And he drew his fingers along the double edge of the sword—right well had it been sharpened, nowhere was there the trace of a notch, nowhere.
CHAPTER XIII.
THE LEATHER-BELL.
We Magyars are very liberal in the distribution of nicknames, in this respect, indeed, our fancy outruns that of the Princes of the Orient, and the titles we bestow are even more appropriate than theirs.
In Hétfalu "Leather-bell" was the nickname of a peculiar man, whose real name had quite slipped out of everybody's memory. This derisive epithet was given to him by the housewives to whom he used to convey all the local gossip, to wit: who it was who died to-day, where he was going to be buried, whose turn it was to work for the castle this day or that, who was doing the rector's cooking for him, &c., &c., &c. This was the name he went by throughout the parish when he went about telling everybody in which house there was going to be a birth, a marriage, or a funeral; who was in need of the last sacraments, or how much wine the squire gave for the use of the Lord's Table. This was the title by which he was greeted at the castle, where he religiously presented himself to inform the good folks there where serviceable domestics could be got, or where anything was to be sold, or what were the current prices of corn and poultry. He himself was half the servant of the gentry, and half the servant of the community; nay, he belonged somewhat to the village priest also, and indeed to any good fellow who had a glass of beer to offer him. He was perpetually scurrying from house to house, from the local magistrate's residence to the market-place, from the market-place to the castle, from the castle to the parsonage, from the parsonage to the miller's, the pot-house, and the tavern, thence into the fields, and thence again into the courtyards. He would pick up something here and something there, something he might, perhaps, have heard at the church porch or up in the belfry; or something would catch his ear as he was dawdling among the waggons on a market-day, and he would immediately run and repeat it at the miller's. By the time he had reached the pot-house he would hear his own invention, already well amplified and nicely embellished, circulating from mouth to mouth as an absolute fact. Whereupon he would dash off with this enlarged edition of it to the castle, stopping, however, to tell it to every living soul he met on the way with all the variations which struck him as most appropriate on the spur of the moment, so that he really well-earned the epithet of "Leather-bell," inasmuch as he was performing all the functions of a bell, and, nevertheless was covered with a coat of skin or leather.[17]

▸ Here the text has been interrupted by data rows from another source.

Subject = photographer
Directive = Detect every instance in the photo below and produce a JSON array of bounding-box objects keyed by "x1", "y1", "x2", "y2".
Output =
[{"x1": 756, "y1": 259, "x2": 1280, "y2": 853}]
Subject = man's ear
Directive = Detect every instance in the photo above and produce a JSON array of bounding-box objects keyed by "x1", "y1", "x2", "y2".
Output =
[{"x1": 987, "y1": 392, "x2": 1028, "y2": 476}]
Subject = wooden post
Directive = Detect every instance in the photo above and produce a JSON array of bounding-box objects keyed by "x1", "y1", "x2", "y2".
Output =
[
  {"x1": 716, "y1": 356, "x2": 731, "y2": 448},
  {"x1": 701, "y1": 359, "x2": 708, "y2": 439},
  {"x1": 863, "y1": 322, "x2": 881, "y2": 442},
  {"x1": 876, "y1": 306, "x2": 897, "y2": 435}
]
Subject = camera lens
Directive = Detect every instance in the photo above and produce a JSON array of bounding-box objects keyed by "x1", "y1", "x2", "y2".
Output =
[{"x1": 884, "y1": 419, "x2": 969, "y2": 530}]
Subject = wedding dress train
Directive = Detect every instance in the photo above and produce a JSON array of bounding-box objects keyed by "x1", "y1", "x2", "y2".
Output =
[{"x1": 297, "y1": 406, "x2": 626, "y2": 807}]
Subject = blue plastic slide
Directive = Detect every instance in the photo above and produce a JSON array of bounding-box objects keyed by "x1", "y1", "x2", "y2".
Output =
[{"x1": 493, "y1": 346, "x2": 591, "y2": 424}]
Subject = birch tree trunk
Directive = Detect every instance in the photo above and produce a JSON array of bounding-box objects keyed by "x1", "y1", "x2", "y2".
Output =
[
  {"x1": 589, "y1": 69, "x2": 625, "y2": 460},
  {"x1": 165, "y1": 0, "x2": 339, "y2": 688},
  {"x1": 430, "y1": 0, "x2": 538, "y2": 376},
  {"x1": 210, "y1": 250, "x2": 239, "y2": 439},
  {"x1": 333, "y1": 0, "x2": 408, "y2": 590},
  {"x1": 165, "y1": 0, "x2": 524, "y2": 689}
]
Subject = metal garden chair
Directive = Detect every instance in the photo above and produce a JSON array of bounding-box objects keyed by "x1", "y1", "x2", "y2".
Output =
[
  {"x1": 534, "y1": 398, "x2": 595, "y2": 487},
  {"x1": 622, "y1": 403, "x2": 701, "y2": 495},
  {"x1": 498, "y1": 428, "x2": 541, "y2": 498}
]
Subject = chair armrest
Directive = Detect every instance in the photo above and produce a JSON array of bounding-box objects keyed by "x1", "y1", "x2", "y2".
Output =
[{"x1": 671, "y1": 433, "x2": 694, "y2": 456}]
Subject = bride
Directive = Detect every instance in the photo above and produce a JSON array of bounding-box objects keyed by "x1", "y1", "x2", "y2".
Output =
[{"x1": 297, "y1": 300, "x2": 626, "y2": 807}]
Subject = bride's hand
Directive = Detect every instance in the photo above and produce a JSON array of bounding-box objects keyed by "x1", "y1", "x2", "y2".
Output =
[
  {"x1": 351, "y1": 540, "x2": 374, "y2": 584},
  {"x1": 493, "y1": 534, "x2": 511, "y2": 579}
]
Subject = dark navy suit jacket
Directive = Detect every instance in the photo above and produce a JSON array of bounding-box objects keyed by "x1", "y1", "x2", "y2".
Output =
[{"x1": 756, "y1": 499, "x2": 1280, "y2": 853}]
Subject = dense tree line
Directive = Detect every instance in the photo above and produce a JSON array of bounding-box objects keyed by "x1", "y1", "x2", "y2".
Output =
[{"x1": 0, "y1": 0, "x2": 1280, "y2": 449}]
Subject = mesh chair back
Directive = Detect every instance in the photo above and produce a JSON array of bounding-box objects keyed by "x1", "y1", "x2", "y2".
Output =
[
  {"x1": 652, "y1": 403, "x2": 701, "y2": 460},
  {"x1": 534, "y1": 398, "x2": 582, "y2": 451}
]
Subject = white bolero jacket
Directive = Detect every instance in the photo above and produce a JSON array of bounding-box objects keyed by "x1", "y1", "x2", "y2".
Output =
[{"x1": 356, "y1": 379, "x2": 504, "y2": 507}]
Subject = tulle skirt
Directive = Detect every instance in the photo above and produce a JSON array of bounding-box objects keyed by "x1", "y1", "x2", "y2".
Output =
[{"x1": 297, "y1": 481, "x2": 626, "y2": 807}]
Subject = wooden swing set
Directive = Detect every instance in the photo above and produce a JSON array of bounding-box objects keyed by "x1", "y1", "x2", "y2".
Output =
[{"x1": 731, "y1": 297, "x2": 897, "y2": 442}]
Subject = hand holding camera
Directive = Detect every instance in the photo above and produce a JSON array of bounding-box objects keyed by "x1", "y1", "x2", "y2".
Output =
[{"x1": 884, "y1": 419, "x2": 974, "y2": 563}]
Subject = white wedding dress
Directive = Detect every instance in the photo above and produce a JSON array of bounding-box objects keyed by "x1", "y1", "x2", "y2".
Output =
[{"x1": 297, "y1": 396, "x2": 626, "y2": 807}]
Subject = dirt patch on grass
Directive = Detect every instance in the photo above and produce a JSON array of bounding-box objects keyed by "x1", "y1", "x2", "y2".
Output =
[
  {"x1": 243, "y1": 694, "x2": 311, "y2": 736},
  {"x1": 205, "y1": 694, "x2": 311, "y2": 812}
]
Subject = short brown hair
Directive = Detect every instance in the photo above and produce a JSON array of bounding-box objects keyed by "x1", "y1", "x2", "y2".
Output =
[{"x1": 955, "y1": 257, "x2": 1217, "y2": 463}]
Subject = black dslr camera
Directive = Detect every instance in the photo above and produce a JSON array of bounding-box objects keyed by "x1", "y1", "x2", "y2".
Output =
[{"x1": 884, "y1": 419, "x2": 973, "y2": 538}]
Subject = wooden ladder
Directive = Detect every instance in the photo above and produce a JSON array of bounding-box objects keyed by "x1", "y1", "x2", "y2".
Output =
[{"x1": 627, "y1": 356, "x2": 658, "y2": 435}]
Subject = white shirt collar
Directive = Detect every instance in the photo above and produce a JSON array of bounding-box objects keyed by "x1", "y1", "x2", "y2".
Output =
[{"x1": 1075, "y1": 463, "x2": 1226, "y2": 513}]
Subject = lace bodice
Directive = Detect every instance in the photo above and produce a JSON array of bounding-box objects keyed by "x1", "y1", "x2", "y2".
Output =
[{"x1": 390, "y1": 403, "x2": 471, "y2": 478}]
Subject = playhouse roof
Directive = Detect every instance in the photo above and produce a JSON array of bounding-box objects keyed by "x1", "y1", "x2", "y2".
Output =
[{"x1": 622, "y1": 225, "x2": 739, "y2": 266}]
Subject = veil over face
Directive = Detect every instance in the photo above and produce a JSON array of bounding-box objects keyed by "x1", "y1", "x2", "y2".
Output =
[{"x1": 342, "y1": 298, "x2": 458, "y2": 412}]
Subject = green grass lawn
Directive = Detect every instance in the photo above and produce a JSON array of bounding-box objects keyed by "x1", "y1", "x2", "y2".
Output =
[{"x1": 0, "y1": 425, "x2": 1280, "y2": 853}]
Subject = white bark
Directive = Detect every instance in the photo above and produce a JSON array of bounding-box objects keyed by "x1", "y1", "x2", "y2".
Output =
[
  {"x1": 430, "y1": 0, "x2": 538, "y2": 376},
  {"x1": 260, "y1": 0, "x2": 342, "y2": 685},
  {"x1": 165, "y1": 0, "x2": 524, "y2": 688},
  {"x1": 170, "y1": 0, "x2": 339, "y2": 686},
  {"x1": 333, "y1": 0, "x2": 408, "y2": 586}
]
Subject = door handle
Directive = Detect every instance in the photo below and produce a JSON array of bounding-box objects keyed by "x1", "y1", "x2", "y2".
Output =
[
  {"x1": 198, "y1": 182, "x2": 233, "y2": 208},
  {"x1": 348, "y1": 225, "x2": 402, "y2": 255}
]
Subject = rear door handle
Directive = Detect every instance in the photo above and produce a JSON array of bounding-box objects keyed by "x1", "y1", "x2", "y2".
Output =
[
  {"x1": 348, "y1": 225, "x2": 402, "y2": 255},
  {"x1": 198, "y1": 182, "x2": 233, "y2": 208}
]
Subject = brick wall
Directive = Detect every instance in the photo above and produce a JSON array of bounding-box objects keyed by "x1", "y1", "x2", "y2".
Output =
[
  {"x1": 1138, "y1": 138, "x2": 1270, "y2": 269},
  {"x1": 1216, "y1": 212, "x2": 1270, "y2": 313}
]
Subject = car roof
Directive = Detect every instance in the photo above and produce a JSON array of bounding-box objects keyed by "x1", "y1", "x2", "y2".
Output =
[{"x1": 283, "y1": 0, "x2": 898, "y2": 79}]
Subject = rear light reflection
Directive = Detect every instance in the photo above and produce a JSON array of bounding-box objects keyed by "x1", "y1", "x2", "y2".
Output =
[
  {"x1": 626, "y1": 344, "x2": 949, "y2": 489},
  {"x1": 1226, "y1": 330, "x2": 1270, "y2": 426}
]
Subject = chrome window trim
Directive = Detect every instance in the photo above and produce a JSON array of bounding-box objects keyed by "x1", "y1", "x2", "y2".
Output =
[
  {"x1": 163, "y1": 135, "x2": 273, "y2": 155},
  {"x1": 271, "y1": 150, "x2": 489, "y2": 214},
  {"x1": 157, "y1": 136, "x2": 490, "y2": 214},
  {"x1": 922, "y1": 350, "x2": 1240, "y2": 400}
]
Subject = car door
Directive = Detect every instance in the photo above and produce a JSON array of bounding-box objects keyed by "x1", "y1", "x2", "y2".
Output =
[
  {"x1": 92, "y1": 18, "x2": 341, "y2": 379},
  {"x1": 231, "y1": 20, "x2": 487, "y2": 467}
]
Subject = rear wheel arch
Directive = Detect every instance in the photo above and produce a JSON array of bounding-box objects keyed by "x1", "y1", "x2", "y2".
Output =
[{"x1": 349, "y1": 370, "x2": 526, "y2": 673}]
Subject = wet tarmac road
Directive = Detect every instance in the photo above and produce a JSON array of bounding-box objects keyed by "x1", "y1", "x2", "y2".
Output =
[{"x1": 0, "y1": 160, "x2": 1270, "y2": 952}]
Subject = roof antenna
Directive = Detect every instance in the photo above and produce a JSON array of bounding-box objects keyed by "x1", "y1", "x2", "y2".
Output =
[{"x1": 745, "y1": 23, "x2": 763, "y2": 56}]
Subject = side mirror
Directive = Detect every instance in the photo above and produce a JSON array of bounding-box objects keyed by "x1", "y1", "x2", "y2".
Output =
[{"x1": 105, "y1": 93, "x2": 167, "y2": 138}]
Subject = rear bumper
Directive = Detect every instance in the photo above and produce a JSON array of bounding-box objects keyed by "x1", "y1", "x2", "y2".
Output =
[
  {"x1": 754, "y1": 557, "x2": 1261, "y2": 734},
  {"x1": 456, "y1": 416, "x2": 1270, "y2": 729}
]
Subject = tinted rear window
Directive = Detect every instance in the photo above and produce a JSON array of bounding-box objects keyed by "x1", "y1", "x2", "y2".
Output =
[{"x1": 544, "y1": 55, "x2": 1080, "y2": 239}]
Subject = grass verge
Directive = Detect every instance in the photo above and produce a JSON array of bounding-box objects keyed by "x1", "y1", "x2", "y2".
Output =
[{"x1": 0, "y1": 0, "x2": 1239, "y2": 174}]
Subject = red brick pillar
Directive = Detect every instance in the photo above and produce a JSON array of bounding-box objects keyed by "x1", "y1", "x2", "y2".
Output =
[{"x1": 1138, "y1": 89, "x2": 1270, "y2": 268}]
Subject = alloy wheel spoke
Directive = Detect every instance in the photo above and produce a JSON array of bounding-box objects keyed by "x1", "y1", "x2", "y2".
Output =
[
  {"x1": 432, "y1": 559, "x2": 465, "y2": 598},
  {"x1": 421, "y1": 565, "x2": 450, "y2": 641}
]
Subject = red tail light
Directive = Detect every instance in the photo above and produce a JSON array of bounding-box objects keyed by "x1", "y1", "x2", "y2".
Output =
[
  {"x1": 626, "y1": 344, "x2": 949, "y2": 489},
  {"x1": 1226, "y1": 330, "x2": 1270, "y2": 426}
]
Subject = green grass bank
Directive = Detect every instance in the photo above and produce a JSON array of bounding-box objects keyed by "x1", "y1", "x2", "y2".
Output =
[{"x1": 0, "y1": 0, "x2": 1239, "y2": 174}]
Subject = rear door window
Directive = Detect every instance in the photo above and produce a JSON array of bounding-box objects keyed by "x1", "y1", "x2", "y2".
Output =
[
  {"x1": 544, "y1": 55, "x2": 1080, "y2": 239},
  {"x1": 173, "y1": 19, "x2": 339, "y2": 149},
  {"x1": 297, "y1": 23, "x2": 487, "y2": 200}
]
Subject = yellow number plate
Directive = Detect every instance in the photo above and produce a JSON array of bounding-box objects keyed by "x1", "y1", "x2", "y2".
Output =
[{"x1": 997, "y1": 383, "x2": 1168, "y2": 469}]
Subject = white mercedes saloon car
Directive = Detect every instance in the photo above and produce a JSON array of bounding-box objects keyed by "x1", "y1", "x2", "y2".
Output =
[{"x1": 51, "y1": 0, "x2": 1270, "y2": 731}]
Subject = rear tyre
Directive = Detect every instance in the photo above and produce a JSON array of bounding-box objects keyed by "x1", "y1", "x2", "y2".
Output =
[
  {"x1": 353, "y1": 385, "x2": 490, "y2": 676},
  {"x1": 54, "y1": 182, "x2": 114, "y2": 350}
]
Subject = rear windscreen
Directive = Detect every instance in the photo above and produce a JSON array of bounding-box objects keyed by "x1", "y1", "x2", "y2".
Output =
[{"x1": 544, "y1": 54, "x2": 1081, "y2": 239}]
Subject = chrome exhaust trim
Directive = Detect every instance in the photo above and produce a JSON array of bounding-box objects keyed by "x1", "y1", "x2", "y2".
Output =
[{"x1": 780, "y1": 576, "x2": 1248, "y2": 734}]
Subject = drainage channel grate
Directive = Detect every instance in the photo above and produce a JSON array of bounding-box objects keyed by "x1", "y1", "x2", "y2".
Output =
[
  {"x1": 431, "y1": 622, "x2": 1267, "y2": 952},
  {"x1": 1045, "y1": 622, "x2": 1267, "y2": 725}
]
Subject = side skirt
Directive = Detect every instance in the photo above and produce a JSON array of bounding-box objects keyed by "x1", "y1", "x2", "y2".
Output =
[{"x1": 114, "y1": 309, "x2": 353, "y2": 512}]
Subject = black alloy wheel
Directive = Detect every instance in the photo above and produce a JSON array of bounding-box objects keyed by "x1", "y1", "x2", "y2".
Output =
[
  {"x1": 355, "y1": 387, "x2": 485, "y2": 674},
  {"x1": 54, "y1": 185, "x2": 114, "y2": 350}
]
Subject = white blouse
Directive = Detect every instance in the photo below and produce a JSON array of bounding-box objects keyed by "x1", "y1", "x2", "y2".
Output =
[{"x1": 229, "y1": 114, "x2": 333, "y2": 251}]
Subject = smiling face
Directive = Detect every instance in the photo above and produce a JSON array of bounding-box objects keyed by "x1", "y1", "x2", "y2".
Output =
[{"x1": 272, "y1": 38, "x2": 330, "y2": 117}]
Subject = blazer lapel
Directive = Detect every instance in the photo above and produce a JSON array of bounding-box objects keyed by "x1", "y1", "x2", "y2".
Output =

[17] The Hungarian word "bör" means both skin and leather.
On this particular momentous evening, the Leather-bell, all hurry-scurry, rushed into the porch of the castle, where the old lord of the manor was nursing his invalided limbs in an ample easy chair, having so disposed himself as to be able to command a view of the western sky, still lit up by the faint hues of sunset.
Once upon a time the Leather-bell must have been a tall man, but excessive salutations had so bent his back, and an incessant to-ing and fro-ing had given his head such a forward inclination, that whoever beheld him now for the first time must needs have suspected him of an intention to run straight under the table incontinently. He was the very image of obsequiousness, and he presented his back to the world as though he would say: "Smite away at it whoever has a mind to."
Old Hétfalusy liked to see the man. He had leave to come and go whenever he chose. He was free to relate serious matters with a smiling face, and amusing incidents in a whining voice, especially as the points of all the jokes generally turned against himself.